Buffett laughed again. "Yeah, yeah, I'll be able to play the violin after the operation."
Weiser's smile faded and she leaned forward. For an instant he was wholly unnerved by the eye contact but was compelled to return her gaze. He felt electricity between them. His scalp bristled and his heart suddenly pounded like a snare drum.

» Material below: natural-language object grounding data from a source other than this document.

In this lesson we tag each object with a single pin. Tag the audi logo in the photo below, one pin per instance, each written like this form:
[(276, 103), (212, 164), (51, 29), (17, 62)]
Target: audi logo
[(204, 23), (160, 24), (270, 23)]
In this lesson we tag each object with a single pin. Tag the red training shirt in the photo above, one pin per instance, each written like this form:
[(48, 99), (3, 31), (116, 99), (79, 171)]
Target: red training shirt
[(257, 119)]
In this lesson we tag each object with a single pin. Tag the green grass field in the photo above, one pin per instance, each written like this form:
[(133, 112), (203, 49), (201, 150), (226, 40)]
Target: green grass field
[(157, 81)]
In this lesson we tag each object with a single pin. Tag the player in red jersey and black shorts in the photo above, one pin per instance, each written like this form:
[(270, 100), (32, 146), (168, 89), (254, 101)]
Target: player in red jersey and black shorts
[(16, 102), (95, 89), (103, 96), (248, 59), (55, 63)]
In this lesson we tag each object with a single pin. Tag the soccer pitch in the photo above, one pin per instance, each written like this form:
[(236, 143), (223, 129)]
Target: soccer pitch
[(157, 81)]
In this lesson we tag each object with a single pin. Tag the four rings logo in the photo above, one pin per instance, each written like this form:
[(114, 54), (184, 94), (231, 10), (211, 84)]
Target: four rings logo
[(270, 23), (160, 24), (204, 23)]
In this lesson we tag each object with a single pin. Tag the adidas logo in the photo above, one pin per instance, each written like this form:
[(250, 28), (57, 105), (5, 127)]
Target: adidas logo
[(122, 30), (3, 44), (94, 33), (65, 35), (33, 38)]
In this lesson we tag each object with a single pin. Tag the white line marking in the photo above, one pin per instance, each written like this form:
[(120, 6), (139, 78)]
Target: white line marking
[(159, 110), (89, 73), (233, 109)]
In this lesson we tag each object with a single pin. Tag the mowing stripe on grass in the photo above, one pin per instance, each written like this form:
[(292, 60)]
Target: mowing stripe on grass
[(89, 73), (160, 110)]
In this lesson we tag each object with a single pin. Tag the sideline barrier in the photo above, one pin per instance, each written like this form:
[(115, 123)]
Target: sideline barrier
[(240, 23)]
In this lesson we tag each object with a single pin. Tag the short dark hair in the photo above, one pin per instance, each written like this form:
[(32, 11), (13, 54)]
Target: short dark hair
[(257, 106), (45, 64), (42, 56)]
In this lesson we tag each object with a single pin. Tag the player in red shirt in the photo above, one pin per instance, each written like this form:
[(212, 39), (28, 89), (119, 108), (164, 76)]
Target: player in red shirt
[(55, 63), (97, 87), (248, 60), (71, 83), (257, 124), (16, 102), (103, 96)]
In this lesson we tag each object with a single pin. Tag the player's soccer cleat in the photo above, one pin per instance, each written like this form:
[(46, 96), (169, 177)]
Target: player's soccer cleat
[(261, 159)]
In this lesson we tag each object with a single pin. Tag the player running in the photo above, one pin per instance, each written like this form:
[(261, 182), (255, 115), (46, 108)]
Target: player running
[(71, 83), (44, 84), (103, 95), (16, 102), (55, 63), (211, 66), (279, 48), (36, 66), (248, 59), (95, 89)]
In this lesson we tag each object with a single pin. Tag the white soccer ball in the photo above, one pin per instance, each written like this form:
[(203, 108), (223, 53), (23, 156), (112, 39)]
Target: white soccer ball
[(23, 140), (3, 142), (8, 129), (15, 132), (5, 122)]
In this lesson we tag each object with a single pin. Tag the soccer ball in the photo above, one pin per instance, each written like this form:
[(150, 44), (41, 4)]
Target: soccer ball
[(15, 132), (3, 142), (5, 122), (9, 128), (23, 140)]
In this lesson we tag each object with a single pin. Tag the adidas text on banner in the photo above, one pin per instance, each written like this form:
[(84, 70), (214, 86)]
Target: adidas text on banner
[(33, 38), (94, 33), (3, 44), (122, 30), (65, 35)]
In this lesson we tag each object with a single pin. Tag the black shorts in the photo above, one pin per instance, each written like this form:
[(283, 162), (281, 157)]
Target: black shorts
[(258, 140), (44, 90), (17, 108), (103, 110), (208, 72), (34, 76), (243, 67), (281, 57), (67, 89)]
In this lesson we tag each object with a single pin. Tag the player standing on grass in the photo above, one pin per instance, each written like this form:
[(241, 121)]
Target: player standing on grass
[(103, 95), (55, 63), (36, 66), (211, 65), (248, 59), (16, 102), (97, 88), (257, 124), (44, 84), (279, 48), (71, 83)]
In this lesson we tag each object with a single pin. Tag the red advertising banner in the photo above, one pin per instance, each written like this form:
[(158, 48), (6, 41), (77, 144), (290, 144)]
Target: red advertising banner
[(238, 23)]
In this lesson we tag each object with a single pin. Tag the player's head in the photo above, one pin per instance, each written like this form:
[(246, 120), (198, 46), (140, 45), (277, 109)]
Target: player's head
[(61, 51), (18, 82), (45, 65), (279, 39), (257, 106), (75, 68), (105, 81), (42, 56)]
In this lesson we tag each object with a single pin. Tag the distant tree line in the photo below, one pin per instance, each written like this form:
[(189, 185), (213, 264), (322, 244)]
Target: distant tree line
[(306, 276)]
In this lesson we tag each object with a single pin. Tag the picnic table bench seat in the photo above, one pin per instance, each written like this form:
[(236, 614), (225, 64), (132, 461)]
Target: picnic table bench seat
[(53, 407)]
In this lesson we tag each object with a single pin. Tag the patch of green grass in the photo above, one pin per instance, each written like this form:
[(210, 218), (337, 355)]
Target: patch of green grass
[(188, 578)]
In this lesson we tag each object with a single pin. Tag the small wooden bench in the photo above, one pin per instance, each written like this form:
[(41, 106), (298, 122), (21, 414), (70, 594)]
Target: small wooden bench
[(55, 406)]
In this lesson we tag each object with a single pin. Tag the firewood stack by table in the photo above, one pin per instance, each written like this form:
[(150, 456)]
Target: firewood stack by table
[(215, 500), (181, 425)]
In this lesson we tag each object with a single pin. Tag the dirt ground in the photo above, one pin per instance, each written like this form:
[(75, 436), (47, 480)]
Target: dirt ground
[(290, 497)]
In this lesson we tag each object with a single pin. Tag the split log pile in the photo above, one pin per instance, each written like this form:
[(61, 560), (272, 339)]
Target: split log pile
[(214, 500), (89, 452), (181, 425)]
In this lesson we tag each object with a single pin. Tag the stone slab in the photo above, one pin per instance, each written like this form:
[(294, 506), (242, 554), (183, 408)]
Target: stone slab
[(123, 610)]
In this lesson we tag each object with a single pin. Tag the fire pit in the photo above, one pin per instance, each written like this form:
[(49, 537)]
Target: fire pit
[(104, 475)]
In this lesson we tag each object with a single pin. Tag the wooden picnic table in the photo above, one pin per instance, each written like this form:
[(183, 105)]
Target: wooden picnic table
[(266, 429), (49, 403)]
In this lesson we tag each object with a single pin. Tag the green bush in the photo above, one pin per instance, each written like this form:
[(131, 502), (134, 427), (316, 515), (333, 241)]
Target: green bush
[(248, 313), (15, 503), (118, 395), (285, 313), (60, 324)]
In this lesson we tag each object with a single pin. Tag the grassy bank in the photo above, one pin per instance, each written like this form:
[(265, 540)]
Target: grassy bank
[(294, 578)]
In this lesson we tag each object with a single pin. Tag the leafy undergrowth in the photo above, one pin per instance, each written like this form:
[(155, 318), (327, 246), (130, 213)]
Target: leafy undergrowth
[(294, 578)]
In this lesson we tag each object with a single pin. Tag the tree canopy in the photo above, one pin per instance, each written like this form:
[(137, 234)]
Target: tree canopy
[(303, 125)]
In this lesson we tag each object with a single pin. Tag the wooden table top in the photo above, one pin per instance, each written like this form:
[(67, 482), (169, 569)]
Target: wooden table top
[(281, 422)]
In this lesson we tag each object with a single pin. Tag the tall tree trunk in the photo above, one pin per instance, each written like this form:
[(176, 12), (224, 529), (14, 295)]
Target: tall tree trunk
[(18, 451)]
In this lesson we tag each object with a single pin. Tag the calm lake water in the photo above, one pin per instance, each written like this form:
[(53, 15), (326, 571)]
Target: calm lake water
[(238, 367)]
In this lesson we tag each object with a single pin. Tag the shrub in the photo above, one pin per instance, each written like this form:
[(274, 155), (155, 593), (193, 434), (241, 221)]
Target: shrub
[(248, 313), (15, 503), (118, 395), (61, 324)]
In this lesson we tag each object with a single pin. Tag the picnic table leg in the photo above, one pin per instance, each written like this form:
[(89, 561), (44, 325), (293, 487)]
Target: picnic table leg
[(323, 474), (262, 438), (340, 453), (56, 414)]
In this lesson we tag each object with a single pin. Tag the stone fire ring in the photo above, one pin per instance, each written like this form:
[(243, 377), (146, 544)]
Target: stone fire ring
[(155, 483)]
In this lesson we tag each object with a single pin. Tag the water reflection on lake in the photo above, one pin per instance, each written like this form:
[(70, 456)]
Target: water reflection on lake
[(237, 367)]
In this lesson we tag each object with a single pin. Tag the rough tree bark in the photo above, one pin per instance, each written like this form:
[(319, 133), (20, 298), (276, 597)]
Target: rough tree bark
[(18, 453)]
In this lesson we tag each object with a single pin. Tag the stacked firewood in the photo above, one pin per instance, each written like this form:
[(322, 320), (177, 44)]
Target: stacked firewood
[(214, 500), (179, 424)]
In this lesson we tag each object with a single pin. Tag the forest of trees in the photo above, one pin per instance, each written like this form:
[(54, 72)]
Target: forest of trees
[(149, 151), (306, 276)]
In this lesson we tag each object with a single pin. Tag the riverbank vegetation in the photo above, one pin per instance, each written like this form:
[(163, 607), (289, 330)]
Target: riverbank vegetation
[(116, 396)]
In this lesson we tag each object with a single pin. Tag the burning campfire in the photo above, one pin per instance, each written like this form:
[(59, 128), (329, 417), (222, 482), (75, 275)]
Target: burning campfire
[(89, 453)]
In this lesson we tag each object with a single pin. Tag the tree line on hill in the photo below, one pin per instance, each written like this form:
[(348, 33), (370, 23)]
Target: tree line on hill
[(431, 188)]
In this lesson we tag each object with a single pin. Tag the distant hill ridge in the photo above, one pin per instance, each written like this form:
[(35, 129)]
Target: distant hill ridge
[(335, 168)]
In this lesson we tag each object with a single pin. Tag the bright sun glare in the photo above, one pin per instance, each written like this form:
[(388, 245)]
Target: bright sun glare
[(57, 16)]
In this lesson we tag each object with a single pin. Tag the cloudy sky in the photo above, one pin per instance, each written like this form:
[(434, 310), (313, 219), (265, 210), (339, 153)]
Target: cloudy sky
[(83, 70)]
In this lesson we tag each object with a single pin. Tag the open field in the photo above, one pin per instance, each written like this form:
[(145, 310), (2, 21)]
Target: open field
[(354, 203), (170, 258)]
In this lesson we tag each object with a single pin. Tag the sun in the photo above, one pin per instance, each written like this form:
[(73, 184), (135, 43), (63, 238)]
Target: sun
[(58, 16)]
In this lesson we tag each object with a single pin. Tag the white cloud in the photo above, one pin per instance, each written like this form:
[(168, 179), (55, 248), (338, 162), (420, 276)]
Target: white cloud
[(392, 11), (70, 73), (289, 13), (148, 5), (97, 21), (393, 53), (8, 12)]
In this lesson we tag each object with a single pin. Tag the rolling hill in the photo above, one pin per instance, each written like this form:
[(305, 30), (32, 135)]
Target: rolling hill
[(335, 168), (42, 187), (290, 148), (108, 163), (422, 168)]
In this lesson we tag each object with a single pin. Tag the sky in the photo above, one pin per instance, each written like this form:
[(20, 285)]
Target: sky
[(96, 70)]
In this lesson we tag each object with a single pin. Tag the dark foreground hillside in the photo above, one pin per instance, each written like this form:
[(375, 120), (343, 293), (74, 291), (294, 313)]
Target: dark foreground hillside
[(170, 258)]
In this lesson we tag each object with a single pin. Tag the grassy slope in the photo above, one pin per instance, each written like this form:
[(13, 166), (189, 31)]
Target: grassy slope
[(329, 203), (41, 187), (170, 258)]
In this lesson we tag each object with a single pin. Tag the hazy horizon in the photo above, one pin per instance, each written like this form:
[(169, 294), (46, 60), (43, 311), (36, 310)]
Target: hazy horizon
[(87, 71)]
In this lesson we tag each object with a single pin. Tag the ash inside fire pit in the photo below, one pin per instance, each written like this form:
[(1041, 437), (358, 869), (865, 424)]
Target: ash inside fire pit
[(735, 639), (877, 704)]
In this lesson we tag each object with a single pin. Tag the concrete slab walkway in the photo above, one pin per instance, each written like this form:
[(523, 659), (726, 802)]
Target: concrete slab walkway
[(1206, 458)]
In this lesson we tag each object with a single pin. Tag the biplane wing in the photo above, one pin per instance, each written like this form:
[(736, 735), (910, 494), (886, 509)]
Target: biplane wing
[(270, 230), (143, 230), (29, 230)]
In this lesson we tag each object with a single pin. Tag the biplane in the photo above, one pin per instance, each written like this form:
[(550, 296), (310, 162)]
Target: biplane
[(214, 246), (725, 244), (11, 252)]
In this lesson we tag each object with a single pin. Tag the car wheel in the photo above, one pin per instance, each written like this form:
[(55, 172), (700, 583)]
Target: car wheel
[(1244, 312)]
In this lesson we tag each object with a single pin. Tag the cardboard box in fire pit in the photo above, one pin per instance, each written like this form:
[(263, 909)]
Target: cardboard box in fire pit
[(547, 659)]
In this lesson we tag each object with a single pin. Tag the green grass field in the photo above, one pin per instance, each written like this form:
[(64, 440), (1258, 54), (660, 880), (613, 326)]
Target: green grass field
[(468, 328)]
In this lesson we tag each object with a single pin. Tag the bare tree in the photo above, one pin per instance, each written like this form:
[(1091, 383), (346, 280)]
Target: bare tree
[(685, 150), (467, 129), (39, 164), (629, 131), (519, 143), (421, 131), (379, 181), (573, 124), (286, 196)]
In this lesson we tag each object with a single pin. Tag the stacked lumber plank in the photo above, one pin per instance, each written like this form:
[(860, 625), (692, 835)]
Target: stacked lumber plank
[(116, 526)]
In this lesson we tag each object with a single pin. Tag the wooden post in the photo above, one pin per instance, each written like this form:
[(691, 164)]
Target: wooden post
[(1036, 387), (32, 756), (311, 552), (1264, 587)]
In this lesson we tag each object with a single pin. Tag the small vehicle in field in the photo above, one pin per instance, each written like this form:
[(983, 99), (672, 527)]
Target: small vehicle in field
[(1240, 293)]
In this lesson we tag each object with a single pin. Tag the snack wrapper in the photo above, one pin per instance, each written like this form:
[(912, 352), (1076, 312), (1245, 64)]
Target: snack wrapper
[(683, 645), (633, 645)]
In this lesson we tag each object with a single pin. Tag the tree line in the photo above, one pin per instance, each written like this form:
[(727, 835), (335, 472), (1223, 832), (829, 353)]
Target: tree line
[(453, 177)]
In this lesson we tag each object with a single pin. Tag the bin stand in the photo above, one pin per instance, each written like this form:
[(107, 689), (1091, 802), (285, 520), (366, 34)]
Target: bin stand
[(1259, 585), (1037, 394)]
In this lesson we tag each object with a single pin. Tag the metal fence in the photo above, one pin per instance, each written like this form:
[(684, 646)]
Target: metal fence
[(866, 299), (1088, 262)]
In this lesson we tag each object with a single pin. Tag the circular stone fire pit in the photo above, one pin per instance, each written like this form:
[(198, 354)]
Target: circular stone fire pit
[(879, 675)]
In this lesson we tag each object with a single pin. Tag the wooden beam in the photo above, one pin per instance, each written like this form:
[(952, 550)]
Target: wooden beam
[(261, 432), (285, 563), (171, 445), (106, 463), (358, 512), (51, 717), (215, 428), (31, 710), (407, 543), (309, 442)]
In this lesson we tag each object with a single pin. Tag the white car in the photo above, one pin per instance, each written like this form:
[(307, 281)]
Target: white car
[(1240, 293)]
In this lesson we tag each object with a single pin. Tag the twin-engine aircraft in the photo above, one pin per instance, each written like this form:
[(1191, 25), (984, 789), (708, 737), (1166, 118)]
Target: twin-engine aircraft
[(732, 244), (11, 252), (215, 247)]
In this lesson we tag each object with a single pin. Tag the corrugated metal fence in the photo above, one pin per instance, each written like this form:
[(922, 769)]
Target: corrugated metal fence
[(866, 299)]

He felt a twitch of pain. Well, phantom pain. When he spoke, it was not his own voice that he heard but one that was lower and more mature and calmer. "Doctor, I don't want you to think I've got a swollen head or anything but I'm a survivor. I don't lose. At anything. Ever. Getting into the police academy, getting onto the varsity basketball team, yeah, even at five ten. Everything I've ever set my mind to do, I've done. Well, what happened to me is crap, sure. But I'm alive. I got friends. I got family." His right hand curled into a fist. "And I'm going to get through this."
Weiser sat back, her pine green eyes neither cautious nor inspirational, but immensely pleased. It seemed as if by delivering his monolog he'd passed a test of some sort. "It's going to be a real pleasure working with you, Donnie."
They shook hands and made an appointment for their next session.
When the door closed, Donnie Buffett exhaled slowly and said a short, silent prayer of thanks. If Weiser had turned inches to the right she would've seen the hypodermic syringe that a harried orderly had accidentally left on the bedside table just before the doctor entered the room-the syringe that had been virtually the only thing in Buffett's thoughts during the doctor's entire visit. He gripped the head of the bed with his large hands and tightened his ample biceps. He moved up one inch. Sweat broke out. Another huge flex, another inch. He felt as if he were dragging the weight of ten men with him. He reached for the syringe.